Es gibt positive Veränderung

In anderen Ländern hingegen gibt es Entwicklungen, die Hoffnung machen, dass vielleicht sogar ein Wandel der SPD möglich ist. Da ist zum Beispiel der bemerkenswerte Achtungserfolg von Bernie Sanders bei den Vorwahlen in den USA. Er spricht von einer »politischen Revolution«, die nötig sei, um die Dinge im Sinne der »99 Prozent zu verändern« und erntet dafür sehr viel Zuspruch von den Demokraten – und das im Mutterland des Kapitalismus. Wenn auch ein SPD-Parteivorsitzender diesen Satz wieder sagen und mit einer glaubhaften Programmatik unterlegen würde, dann könnte in Deutschland sozialer Fortschritt tatsächlich wieder ein erhebliches Stück näher rücken.

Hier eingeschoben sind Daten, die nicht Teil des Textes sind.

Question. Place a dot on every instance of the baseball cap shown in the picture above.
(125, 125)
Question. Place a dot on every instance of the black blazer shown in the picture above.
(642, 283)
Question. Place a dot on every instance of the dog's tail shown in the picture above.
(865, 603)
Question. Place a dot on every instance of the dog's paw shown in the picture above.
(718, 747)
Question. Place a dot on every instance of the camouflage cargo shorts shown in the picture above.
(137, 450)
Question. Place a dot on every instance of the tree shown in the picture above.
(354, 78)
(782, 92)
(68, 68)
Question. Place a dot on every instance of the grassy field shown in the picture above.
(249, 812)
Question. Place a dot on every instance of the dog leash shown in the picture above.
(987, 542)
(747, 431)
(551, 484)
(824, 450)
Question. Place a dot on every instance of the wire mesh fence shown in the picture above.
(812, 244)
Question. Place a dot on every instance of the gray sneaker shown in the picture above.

Auch in England gab es eine positive Veränderung. Dort konnte sich mit Jeremy Corbyn ein Marxist an der Spitze der Labour Party durchsetzen. Solche Entwicklungen zeigen: Es ist möglich, dass die Sozialdemokratie den neoliberalen Irrweg wieder verlässt. Aber die Zeit drängt. Die Menschen brauchen dringend wieder soziale Sicherheit und einen optimistischen Blick in die Zukunft. Wer das nicht bald ernst nimmt, der rollt auch der AfD den roten Teppich aus.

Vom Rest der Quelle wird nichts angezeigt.